Gold prices rallied nearly 2% on Friday, reversing earlier-week losses, as weaker-than-expected US payroll figures reignited expectations of a Federal Reserve rate cut. The surprise data, coupled with fresh tariff concerns, boosted demand for the precious metal as a safe-haven asset.

Spot gold rose 1.8% to AUD $3,348.31 per ounce, as of late trading, while US gold futures climbed 1.6%, pushing back above the critical $3,400 mark.

Earlier in the week, gold had been under pressure after the Fed opted to keep interest rates unchanged and US economic indicators initially pointed to resilience. However, Friday’s Labor Department report showed July nonfarm payrolls missing forecasts, signalling a possible slowdown in the US job market.

According to Bart Melek, Head of Commodity Strategy at TD Securities:

“The payroll numbers were slightly better than market sentiment had priced in, but still below expectations. This increases the likelihood of the Fed cutting rates later this year.”

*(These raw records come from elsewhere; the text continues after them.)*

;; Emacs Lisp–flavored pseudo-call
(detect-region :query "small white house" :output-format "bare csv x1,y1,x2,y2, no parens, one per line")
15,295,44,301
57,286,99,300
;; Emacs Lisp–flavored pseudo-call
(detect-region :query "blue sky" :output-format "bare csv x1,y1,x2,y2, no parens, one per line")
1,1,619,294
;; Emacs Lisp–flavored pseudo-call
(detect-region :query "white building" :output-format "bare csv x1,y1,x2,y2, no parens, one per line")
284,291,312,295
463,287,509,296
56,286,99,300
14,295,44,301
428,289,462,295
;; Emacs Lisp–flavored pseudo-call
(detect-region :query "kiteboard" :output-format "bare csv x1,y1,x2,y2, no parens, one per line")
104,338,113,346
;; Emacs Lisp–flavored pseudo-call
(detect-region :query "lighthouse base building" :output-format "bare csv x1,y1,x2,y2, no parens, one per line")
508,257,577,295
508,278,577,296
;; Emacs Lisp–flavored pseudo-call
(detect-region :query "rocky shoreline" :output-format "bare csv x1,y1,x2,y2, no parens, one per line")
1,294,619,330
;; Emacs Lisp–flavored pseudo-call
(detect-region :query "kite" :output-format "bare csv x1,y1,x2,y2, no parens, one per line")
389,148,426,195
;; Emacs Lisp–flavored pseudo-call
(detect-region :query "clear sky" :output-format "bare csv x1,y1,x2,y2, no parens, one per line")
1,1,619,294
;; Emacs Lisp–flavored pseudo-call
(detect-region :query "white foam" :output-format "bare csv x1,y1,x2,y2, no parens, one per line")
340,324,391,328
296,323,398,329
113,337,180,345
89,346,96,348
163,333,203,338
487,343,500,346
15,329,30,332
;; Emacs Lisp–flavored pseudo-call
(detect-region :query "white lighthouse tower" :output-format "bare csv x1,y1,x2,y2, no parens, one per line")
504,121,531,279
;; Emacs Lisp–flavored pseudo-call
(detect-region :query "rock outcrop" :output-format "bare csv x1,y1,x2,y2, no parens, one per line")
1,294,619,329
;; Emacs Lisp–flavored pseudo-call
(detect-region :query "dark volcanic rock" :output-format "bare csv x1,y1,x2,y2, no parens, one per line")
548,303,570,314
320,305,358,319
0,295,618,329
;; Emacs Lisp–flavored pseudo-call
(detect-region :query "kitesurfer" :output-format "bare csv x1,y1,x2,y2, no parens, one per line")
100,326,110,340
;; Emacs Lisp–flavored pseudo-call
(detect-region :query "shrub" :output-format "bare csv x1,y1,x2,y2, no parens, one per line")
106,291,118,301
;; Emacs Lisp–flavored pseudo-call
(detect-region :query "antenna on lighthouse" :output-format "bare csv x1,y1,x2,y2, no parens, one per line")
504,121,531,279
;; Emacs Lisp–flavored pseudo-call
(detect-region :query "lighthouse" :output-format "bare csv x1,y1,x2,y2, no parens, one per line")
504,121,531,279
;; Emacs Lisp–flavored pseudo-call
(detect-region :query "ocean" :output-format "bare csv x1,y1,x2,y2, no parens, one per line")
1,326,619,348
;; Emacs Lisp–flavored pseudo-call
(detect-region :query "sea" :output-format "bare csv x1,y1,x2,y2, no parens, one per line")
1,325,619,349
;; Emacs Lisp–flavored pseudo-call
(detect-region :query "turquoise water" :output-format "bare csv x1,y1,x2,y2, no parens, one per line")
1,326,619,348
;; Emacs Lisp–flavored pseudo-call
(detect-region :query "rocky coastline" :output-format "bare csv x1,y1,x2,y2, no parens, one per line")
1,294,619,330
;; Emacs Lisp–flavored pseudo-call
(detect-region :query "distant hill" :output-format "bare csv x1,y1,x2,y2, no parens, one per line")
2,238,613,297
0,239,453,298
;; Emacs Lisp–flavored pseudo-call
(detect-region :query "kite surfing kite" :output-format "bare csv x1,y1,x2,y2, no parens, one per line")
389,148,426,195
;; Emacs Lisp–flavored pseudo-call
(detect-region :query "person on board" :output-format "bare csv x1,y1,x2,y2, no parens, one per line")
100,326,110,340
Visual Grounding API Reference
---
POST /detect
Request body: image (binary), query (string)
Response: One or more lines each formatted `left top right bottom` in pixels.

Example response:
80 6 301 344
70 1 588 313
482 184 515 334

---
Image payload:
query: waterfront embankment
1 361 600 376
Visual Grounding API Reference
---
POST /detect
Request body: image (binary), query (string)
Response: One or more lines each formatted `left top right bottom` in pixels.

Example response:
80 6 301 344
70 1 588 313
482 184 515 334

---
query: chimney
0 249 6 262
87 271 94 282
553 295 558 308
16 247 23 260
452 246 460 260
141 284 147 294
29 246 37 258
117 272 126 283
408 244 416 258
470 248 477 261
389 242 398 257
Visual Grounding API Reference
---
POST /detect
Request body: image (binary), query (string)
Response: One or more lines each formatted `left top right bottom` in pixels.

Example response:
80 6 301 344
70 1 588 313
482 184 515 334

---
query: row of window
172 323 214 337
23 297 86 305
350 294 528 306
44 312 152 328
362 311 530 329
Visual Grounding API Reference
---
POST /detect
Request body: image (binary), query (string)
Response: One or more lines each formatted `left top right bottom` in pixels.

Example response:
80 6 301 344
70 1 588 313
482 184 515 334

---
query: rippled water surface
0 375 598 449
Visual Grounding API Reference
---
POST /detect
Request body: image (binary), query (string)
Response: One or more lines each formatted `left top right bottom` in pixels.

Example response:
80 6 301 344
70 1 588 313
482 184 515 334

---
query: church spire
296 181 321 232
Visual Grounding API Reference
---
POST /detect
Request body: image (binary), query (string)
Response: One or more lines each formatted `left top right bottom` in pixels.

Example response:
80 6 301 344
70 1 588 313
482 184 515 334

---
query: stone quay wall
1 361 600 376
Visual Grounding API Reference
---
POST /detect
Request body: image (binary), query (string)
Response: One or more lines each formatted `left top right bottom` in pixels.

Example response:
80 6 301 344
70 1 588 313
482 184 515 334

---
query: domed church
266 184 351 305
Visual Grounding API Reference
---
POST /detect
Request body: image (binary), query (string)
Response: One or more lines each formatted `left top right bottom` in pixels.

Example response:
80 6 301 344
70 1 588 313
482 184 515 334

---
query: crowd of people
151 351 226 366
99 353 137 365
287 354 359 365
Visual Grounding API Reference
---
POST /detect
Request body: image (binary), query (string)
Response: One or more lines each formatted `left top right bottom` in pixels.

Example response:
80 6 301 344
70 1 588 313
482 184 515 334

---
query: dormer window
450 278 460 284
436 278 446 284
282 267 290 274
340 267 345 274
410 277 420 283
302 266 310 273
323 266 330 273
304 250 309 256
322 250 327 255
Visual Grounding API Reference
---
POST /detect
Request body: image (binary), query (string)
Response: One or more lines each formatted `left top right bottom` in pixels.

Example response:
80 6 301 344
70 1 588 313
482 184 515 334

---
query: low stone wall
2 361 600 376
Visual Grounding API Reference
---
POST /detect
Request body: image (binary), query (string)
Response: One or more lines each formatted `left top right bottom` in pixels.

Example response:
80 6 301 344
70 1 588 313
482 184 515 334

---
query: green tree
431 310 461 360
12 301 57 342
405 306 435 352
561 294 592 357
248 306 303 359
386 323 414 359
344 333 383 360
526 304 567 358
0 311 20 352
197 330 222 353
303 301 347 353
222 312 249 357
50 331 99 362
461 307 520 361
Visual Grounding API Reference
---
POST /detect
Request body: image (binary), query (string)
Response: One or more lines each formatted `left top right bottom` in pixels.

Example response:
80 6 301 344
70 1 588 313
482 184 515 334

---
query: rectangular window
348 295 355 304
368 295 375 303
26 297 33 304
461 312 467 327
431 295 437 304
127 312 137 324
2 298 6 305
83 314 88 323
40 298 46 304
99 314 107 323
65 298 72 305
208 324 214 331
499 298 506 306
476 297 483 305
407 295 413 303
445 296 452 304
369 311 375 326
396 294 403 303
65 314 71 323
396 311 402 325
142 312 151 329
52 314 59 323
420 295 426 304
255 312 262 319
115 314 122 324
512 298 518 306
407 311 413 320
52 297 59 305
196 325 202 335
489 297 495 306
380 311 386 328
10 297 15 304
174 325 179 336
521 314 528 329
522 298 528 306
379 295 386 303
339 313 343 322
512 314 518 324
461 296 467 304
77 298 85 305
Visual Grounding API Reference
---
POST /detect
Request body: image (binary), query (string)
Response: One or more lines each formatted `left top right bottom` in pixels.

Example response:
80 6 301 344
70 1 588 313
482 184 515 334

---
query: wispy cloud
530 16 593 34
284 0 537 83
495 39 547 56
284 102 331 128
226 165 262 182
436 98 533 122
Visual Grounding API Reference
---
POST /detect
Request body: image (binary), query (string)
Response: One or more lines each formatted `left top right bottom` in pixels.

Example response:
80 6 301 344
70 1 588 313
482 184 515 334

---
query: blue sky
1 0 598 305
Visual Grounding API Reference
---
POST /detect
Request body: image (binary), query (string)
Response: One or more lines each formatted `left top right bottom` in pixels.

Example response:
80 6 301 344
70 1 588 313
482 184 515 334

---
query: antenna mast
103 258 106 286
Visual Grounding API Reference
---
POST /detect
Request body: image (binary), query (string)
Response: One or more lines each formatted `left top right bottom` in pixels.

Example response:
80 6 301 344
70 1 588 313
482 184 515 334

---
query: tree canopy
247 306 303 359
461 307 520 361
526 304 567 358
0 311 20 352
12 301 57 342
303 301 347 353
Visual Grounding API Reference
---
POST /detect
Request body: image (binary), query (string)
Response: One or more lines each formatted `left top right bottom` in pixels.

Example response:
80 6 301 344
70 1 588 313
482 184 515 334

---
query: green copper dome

A fresh Reuters poll now suggests that traders are pricing in two rate cuts by the end of 2025, with the first expected as early as September.

Fed Chair Jerome Powell, speaking earlier in the week, acknowledged potential inflationary risks tied to new tariffs and wages. However, he also cautioned that cutting rates too soon might jeopardise the central bank’s 2% inflation target.

“We’ve got inflation pressures from tariffs and wages, but disappointing jobs numbers,” Melek told Reuters. “If the Fed decides to cut, that will likely have a strongly positive impact on gold.”

So far this year, gold has gained around 25%, driven by monetary policy uncertainty, shifting trade dynamics, and heightened geopolitical tensions — all of which continue to bolster its role as a trusted store of value.

For investors and bullion buyers, the latest price action confirms gold’s resilience and reinforces the case for strategic accumulation ahead of potential monetary easing.